By using a direct drive rotary motor, the part count is reduced, reliability is improved, audible noise is decreased, and the need for maintenance is lowered. This motor is available in a variety of styles, including frameless, housed, or semi-housed.

 

Direct drive linear motors

A direct-drive linear motor is essentially a type of rotary motor that’s laid out flat and mounted directly on the driven load. The removal of mechanical transmission components allows this design to deliver amazing performance, dynamic speed, acceleration, stiffness, positional accuracy, and throughput. Using this motor also enables quiet operation, compact mechanical assembly, zero maintenance, as well as smooth and error-free motion. The two most common types of linear direct-drive motors are:

  1. Ironless linear motors. These motors have zero cogging because they have no coil slots. They also have no attractive forces between the magnet way and the coil assembly. These characteristics make these motors perfect for applications that require high acceleration of lighter loads with very low bearing friction, as well as optimization of constant velocity—even at very low speeds.
  2. Iron core linear motors. These motors are designed to produce low cogging forces, high motor constant (Km) for low thermal losses, and the highest-rated force per size. The high thrust forces of iron core linear motors make them ideal for maintaining stiffness during processing and machining, as well as moving and accelerating high masses.

 

Applications of Direct Drive Motors

You may not notice, but direct drive technology is quite common and present in various products. 

High-speed

  • Hard drives
  • Fans
  • VCR heads
  • Turntables
  • Sewing machines
  • Washing machines

Very low rotational speeds

  • Telescope mount
  • Phonographic turntables
  • Ski lift drive

Other uses

  • Railway vehicles
  • Wind turbines
  • Road vehicles
  • Video game racing wheel controllers
  • Cycles (unicycles and children’s tricycles)

 

Conclusion

Manual labor in the manufacturing industry is highly inefficient, which is why machines were created to automate some tasks.
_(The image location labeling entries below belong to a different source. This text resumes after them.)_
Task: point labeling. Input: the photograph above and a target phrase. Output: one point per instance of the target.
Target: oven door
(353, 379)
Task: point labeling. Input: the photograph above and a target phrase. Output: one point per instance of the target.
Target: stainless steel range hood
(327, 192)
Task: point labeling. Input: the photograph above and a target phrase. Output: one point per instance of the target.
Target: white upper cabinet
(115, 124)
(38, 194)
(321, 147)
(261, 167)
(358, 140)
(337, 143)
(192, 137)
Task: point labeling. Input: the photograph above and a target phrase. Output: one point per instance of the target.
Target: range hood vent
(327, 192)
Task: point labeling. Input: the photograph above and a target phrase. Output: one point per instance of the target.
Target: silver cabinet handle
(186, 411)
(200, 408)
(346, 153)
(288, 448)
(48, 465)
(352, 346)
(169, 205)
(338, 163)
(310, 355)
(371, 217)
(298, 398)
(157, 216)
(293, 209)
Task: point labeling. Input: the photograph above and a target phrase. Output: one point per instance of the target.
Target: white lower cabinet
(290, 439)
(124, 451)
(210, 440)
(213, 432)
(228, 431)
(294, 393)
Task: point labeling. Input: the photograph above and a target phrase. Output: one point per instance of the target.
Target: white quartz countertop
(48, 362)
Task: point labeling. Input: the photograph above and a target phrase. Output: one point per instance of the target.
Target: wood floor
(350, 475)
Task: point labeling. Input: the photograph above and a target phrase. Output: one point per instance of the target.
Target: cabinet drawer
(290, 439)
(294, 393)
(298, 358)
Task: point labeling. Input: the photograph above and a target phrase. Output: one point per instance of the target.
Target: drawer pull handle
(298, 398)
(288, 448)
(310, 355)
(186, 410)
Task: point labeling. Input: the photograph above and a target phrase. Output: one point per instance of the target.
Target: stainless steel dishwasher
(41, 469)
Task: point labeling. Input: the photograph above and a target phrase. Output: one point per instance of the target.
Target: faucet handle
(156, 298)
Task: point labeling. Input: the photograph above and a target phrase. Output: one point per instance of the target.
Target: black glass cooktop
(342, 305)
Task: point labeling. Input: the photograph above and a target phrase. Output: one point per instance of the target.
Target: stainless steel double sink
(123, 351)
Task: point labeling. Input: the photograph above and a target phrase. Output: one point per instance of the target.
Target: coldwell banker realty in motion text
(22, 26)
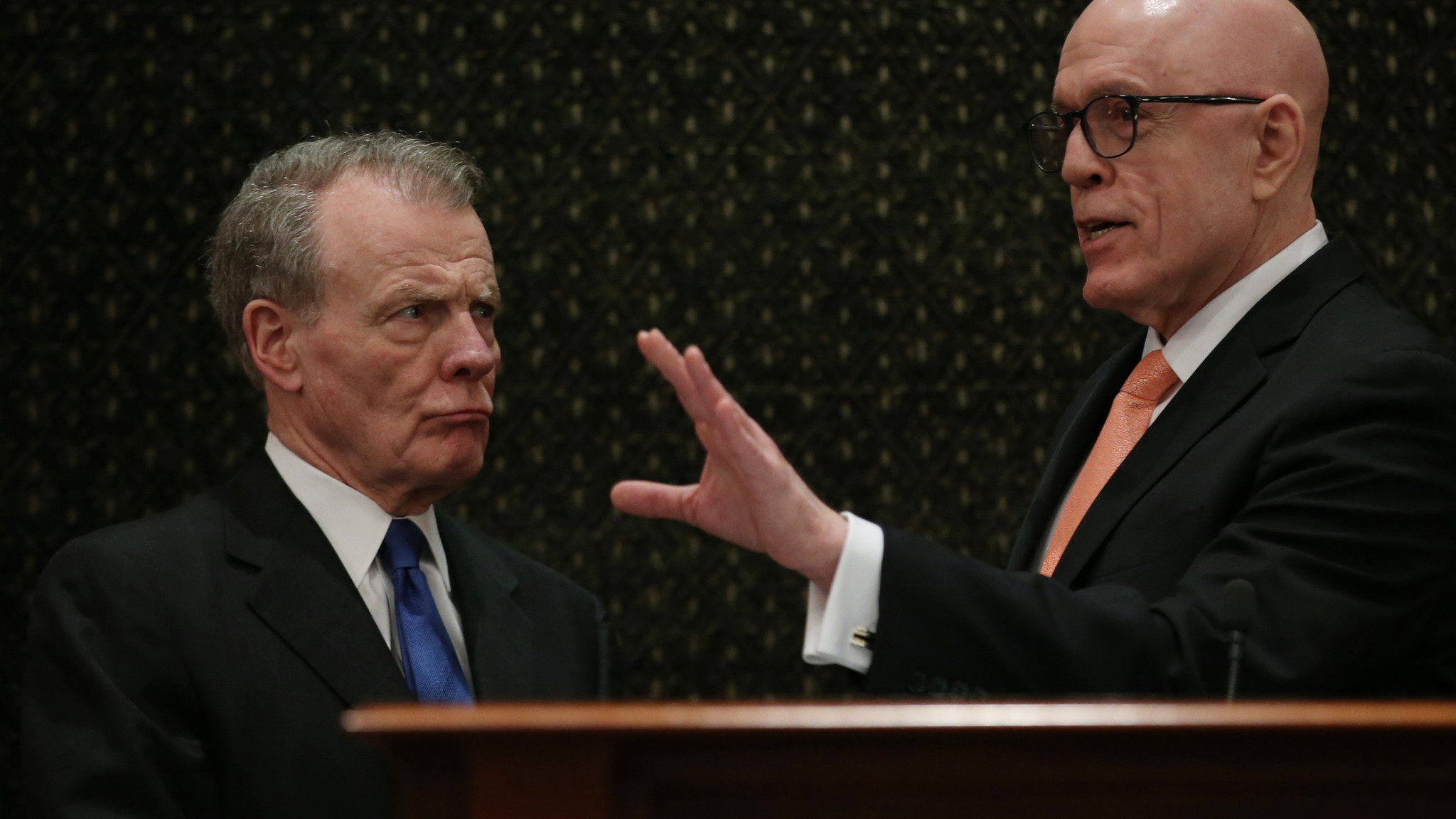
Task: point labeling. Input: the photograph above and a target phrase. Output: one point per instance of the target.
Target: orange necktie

However, the traditional machines that use gearboxes and belt-drive systems are still not that efficient. That’s why manufacturers are starting to integrate custom robotics systems in their facilities for better efficiency and accuracy.

Custom-based robotics systems powered by more precise servo drives are the future of the manufacturing industry. And, we have only seen the tip of the iceberg—so to speak.